My letter to ‘black boys’
How do you reach the mind of a troubled young black man?
I found myself asking that question after a phone call from a relative back home. Some of my younger male cousins are in trouble with the law — again — and I keep asking myself what could I have done better to help them chose a different path in life, how do I reach them now and how can I help steer them back to a lifestyle of righteous choices and good decision making?
Maybe two months back, John McNeer, a pillar of the Newton community for more than five decades, gave me a book as a gift. The book was titled “Letters to a Black Boy,” by Bob Teague, a former New York Times writer and former New York TV news reporter.
In the book, Bob would randomly write letters to his infant son Adam aka the Adam Smasher. Bob shared everything with his son, from drinking too much, his first sexual experiences on up to his thoughts as a successful black man on race relations in the 1960s.
To say that I love this book would be an understatement. This book is filled with so much wisdom, raw storytelling and riveting encounters that you can’t help but feel like you’ve known Bob your whole life reading it.
He wrote this book not for it to eventually become a bestseller — it didn’t, to the best of my knowledge — but as a way for his son to get to know him, learn about the challenges he would have to face as a black man in America and to help give his son guidance.
Quite frankly, I wish I had thought of doing this with my little cousins, I’m 27, two are 19, one is 17. I’ve faced most of the same temptations, environmental obstacles and the decision over whether to embrace the seductiveness of the “street life” or being a “square” and focusing on education and working for what you want.
I chose the latter, with no regrets.
For years, I’ve always tried to set a good example for them to follow. Unfortunately, not everyone in their lives has set the best example for them and I can see the boys leaning more towards those teachings than the ones I tried to provide.

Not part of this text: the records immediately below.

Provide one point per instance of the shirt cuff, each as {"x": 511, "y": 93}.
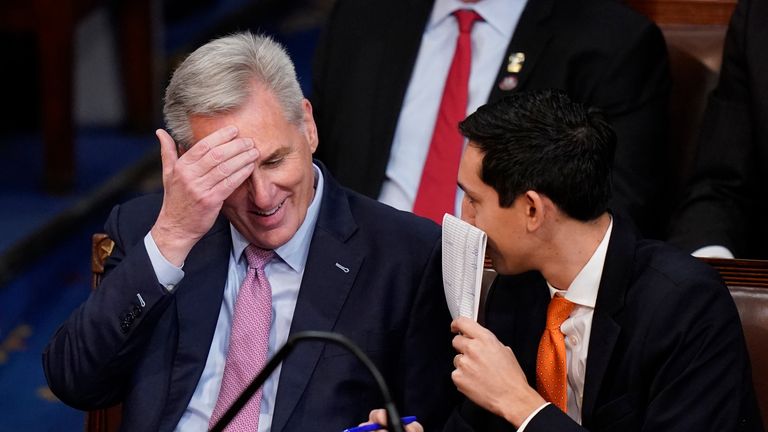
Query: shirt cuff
{"x": 714, "y": 251}
{"x": 530, "y": 417}
{"x": 167, "y": 274}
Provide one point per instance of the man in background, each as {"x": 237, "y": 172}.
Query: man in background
{"x": 589, "y": 326}
{"x": 723, "y": 213}
{"x": 389, "y": 90}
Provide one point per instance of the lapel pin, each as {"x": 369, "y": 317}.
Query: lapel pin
{"x": 515, "y": 62}
{"x": 507, "y": 83}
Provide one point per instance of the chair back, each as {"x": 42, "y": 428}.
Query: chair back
{"x": 105, "y": 419}
{"x": 747, "y": 280}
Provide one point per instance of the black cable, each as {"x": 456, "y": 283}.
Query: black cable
{"x": 393, "y": 418}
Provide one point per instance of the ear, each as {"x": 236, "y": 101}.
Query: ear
{"x": 534, "y": 208}
{"x": 310, "y": 128}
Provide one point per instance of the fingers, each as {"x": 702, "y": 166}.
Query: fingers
{"x": 219, "y": 165}
{"x": 465, "y": 326}
{"x": 217, "y": 138}
{"x": 168, "y": 153}
{"x": 378, "y": 416}
{"x": 456, "y": 359}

I honestly wish Bob Teague were alive today, I would try to reach out for him for advice on this matter, because, sad to say, this isn’t just a problem I’m dealing with, it’s a problem going on with a lot of young black men today.
According to the Black Star Project, an organization dedicated to lowering the academic achievement gap for blacks and Latinos in America, almost 1.5 million black men, out of a total voting pool of 10.4 million, have lost their voting rights due to felony convictions. The U.S. Justice Department, as of 2009, showed that black men make up almost 40 percent of U.S. prison population.
In addition, the Schott Foundation for Public Education indicated in its 2012 “The Urgency of Now” report, using figures most recently from the 2009-10 school year, only 52 percent of black male students graduate from high school.
It’s hard to admit, but my little cousins, like so many other troubled black youth, are on the path to increasing those statistics and not lowering them.
I honestly don’t know how to begin helping our black youth find the right way, but I think a passage from “Letter of a Black Boy” that I highlighted can provide the basics for the guidance we need to provide to the youth:
“By then she had taught me what I still regard as the most important lesson a black boy has to learn. She convinced me that life was much larger than the limits imposed on us for the color of our skins; that I must keep in mind that my world is bigger than the boundaries of the ghetto…
“That it is a world of different pains and pleasures, beauty and ugliness, victories and defeats that all men everywhere come to know. She taught me to dream beyond my blackness.”